Agroforestry is both a contemporary and an age-old practice, but there are many missed opportunities to further enrich the lives of smallholder farmers. Underinvestment in agroforestry comes about because of poverty levels and the risks faced by smallholder communities, together with poor information flow, germplasm availability, credit, and markets. These are all factors that policy changes can address.
Improved policies would see better coordination among different ministries such as Agriculture, Environment, Forestry, Water and Lands. This would promote clear tenure rights to land, forests, and trees, thus improving farmer access to agroforestry information and germplasm, and creating integrated competitive markets free from exploitation and abuse by monopolies, unreasonable taxation and access barriers.
In a complementary move, the UN Food and Agriculture Organization (FAO) convened a workshop in Rome in 2010 that initiated the development of agroforestry guidelines for national policies and decision making. The regional approach that was agreed on under the leadership of FAO will be supported by an international task force including key development and research institutions, such as the World Agroforestry Centre, Centro Agronómico Tropical de Investigación y Enseñanza (CATIE) and La recherche agronomique pour le développement (CIRAD). “Countries would work together and policies would evolve, aiming at ownership by the beneficiaries,” said Michelle Gauthier, of FAO’s Forest Conservation Service. “Dialogue between scientific research and policy development would make agroforestry an effective contributor to national economies and poverty alleviation.”

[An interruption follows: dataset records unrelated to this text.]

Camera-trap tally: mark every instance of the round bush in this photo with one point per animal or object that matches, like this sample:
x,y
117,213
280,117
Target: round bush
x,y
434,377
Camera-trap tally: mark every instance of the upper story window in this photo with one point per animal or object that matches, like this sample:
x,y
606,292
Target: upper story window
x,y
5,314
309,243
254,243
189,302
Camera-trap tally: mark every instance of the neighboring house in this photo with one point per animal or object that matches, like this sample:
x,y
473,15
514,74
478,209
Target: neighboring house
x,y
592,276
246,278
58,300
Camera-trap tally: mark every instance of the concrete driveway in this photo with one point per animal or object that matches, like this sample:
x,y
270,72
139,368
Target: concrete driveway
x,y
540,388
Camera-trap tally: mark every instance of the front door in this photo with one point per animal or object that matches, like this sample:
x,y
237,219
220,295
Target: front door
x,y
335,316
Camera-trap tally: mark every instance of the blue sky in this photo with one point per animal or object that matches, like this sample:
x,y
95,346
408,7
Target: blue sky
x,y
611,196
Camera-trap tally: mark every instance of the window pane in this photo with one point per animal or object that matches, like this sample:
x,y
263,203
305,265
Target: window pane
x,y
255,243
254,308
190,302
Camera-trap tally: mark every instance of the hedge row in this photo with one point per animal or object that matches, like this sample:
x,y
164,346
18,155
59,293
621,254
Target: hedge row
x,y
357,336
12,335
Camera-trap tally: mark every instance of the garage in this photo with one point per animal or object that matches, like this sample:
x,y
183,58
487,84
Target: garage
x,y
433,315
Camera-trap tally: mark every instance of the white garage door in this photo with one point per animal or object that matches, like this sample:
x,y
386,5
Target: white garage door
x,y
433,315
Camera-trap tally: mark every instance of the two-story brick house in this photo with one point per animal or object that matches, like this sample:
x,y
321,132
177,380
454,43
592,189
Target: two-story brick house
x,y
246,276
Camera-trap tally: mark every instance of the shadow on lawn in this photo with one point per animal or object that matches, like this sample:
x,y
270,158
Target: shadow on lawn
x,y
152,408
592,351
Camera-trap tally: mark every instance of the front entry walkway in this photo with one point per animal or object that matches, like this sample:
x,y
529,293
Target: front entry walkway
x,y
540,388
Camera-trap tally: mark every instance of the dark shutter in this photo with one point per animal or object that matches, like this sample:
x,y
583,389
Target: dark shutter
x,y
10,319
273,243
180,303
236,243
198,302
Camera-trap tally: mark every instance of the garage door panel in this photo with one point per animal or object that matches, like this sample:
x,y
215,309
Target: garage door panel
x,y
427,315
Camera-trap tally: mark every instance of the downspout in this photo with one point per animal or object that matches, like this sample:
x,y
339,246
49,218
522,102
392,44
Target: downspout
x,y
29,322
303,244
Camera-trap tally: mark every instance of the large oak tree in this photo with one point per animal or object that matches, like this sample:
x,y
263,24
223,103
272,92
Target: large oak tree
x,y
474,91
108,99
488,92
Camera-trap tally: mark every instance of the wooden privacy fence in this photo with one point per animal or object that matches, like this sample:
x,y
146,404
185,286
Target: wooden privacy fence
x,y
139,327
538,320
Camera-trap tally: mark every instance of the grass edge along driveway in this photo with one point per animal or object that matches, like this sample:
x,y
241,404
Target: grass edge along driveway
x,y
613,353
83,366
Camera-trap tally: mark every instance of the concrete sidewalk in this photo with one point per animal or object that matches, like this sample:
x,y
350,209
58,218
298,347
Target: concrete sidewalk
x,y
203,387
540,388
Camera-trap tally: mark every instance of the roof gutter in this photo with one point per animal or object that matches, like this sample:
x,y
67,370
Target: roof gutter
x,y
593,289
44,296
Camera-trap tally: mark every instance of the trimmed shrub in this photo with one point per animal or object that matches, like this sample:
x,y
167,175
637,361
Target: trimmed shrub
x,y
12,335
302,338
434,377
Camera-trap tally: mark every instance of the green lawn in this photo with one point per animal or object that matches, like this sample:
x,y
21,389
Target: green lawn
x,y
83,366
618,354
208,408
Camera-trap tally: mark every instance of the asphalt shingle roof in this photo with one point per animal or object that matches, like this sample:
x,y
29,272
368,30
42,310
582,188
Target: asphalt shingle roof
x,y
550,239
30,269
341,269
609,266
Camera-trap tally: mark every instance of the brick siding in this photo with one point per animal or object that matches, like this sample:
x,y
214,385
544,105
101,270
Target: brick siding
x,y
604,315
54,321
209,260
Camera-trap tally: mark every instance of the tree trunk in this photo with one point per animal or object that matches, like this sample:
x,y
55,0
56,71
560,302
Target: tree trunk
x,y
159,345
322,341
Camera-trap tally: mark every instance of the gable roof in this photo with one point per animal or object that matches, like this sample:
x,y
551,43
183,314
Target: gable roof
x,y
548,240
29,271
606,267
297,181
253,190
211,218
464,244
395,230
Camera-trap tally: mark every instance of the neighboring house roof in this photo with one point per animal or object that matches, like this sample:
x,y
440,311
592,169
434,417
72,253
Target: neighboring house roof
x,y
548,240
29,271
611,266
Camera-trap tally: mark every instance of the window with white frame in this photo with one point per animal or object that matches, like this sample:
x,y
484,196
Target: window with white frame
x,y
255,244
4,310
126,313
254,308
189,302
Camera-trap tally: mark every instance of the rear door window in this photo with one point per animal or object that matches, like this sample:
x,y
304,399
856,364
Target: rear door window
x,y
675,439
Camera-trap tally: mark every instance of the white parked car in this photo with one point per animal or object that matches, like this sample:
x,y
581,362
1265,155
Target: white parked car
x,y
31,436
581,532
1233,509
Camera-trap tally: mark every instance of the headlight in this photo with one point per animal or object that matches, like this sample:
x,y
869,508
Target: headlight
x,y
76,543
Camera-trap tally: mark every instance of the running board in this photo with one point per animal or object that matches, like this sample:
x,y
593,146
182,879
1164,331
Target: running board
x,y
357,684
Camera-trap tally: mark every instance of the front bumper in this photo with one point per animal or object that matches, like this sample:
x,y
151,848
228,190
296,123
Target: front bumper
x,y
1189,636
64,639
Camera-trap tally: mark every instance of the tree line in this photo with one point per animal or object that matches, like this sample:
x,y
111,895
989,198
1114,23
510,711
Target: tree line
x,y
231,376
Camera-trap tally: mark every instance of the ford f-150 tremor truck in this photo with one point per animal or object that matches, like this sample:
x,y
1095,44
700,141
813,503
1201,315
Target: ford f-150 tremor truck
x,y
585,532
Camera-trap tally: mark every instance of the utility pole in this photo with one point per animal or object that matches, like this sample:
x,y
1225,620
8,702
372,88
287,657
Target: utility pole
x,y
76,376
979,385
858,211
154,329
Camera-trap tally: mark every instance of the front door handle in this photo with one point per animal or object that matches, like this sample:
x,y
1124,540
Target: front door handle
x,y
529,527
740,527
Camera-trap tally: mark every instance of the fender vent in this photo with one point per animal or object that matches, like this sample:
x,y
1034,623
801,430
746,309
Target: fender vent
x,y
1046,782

“For agroforestry to thrive, what is needed is an intensification of the trend to devolve land and forest tenures to local people; to complete the transition from exclusion to ownership,” noted August Temu, Director for Partnerships at the World Agroforestry Centre. “It is also vital to develop smarter and harmonized forestry and agriculture policies that do not inadvertently affect tree management on farms, to recognize the environmental services generated by agroforestry, and reward farmers who nurture the trees that provide these services.”
The right incentives and opportunities for long-term investment in agricultural improvements – such as trees on farms that can improve and sustain agricultural production – have been absent in many developing countries. Turning this around will directly support efforts to eradicate poverty and hunger, and ensure environmental sustainability.